Les hivers sous la neige se font de plus en plus rares à Luxembourg. Pourtant, il y a une soixantaine d’années, un épais manteau blanc recouvrait les pentes du Grund… Et faisait des heureux!
C’est l’un des spots favoris des amateurs de glisse dans la capitale luxembourgeoise : si le Grund continue d’attirer du monde lorsque les premières neiges tombent, le célèbre quartier de Luxembourg n’a plus vu de skieurs depuis bien longtemps.
Non, vous ne rêvez pas, nous avons bien mentionné des «skieurs». Dans les années 50-60, le quartier était en effet pris d’assaut pour réaliser quelques descentes. Plusieurs photos issues de la Photothèque de la Ville de Luxembourg sont là pour en témoigner.
Il faut dire que les températures descendaient alors sous la barre des -20 °C. Des extrêmes devenus inexistants dans le pays depuis… 37 ans.

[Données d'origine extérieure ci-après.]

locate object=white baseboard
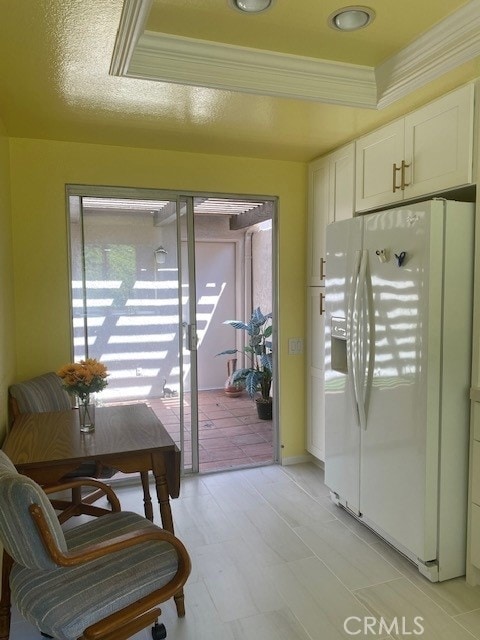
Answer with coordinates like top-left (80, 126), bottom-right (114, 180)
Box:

Les températures minimales observées au Findel font état d’un dernier jour de grand froid à -17,2 °C le 12 janvier 1987. Du jamais vu depuis.
La faute au changement climatique qui, d’année en année, ne cesse de s’amplifier. L’hiver dernier a été qualifié de «beaucoup trop doux et humide» par MeteoLux, qui l’a même placé «troisième hiver le plus chaud jamais observé au Findel depuis 1947».
Attendez-vous à une tendance similaire pour cet hiver 2024/2025 : la station météorologique prévoit à nouveau un «hiver plus chaud que la normale», à l’image des années précédentes.
De la dynamite sur l’Our
Le Grund n’est donc pas près de revoir ses skieurs. À titre de comparaison, la moyenne des températures l’hiver dernier était de 4,1 °C. De quoi laisser les luges au placard. Les plus nostalgiques se souviendront des sentiers de glisse improvisés ou encore du patinage sur la Moselle gelée lors de l’hiver 1970. La terrible vague de froid de 1956 a, elle, laissé un moins bon souvenir.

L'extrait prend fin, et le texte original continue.